俺は、いつの間にかあの日常を、当たり前に転がってるものなんじゃないかなんて勘違いをしていたらしい。紗夜さんが当たり前のように俺の傍に来て、からかい混じりに下ネタを言って、楽しそうに笑って、燐子さんの熱っぽい視線に汗を掻きながら、それでも人見知りしてしまう彼女を笑わせようとしてみたり。でも、そんな日々はたった一言のミスで壊れるんだってことを突きつけられた。
──人間は、いつだって大切なものの価値を、失ってから知るもんだ。
「放心してるね〜」
「放心してるなぁ」
夏休みが始まり、コンビニのイートインで涼んでいると、知り合いの二人がコンビニの制服に身を包んで立っていた。
幼馴染で師匠の今井リサと、ウチのバンドにいる内面がイケメンすぎるギタリスト、トーマ。
「……カップル揃ってでなんか用ですかね」
「失礼な弟子だな〜? 見たら仕事中ですってわかるでしょ?」
「リサ、コイツは今恋愛にアレルギー反応するんだから、許してやって」
わかってんなら二人揃って出てくんなよ。
ってかさ、なんだかんだ言ってキミたちイチャイチャしてるからね? 無自覚にイチャイチャされると余計に肌が痒くなるっての。
「やっぱコイツのことはほっとこうよ、とーま。モテない男の僻みに付き合っても無駄だって」
酷い師匠だな?
ちなみにトーマは本名だったりする。本名がカッコいいからそのまんまでいいだろっていうタイクーン理論である。
「なぁカンベ。
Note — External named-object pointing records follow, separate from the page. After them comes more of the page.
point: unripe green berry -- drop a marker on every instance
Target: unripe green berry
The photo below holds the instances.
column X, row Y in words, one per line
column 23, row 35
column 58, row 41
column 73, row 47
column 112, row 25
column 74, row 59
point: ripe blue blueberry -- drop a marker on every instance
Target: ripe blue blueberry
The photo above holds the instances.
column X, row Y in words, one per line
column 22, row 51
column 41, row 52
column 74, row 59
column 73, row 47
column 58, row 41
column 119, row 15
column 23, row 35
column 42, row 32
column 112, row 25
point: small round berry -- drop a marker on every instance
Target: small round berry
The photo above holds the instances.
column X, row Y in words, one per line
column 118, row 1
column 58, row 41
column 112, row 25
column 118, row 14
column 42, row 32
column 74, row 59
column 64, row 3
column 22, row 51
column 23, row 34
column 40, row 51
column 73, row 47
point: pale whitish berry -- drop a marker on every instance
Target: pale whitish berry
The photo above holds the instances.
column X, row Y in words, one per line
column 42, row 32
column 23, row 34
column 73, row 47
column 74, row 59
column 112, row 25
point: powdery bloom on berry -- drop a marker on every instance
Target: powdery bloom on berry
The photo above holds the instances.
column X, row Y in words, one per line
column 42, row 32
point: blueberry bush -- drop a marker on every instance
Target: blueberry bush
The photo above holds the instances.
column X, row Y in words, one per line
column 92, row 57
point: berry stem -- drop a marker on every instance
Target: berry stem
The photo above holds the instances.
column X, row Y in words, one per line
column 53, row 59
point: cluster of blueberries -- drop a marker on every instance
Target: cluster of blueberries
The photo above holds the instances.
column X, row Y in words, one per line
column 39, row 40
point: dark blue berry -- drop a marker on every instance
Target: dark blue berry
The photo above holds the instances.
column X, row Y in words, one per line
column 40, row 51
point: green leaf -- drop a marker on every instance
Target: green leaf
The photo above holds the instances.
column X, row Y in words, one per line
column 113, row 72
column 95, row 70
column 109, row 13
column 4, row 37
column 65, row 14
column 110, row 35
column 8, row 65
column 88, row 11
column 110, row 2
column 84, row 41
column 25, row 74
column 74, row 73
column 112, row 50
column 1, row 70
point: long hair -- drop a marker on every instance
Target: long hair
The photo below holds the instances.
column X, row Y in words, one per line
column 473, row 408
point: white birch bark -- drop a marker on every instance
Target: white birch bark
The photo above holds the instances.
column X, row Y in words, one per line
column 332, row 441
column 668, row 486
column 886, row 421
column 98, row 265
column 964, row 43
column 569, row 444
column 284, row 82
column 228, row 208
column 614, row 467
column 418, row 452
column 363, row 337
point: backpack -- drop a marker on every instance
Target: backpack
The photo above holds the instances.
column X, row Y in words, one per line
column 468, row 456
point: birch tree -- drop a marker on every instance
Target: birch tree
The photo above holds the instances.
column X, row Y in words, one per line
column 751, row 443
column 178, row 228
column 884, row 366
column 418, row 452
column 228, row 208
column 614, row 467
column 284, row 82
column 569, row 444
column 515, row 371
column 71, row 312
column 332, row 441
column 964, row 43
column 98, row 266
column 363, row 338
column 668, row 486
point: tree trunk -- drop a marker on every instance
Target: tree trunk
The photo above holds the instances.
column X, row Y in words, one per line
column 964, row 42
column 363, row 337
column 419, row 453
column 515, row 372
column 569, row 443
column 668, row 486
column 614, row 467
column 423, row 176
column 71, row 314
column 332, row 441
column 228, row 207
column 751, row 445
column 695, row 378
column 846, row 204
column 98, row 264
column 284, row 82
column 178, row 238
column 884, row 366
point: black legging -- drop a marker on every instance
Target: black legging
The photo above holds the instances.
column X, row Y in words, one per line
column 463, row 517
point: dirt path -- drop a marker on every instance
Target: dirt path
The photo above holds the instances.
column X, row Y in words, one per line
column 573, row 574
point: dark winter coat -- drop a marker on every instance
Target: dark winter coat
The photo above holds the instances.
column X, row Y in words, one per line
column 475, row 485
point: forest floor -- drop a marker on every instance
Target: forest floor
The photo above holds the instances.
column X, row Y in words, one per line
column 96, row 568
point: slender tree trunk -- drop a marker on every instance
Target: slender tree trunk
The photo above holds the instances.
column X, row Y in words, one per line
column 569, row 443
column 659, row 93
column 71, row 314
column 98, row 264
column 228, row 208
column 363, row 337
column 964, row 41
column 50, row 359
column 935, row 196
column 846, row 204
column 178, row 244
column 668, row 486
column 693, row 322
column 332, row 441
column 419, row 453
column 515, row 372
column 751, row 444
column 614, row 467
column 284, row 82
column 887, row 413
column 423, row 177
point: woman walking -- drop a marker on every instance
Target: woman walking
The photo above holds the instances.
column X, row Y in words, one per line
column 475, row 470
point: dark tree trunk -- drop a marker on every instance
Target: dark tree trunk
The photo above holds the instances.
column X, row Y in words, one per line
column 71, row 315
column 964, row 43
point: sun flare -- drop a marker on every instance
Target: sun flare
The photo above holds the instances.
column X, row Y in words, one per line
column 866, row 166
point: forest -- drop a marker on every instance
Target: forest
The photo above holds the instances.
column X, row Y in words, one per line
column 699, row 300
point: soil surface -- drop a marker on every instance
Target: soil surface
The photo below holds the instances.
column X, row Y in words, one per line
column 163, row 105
俺としてはそこで逃げたら意味ないと思うんだよ」
「だからなんだよ、逃げなくて向き合ってたらこうなったんだからな」
「そうじゃなくてさ──」
「──いいんだよ。こうやって俺が何もしなきゃ、なんともならないんだからな」
なんで向き合って、傷つけて、傷ついて、それなのにまだ向き合わなきゃなんないんだよ。イミわかんねーよ。逃げてちゃなんも変わんないって言われても、なにも変えたくなかったんだよ、最初から。
「ほら、だから言ったじゃん」
「リサ、カンベみたいなヤツは突き放すだけもよくないの。大体、リサや湊さんが突き放したからこうなってるワケでしょ?」
「……確かに」
けど、そんな腐った俺にも、トーマは厳しい目でそれじゃダメなんだよ、って言ってきた。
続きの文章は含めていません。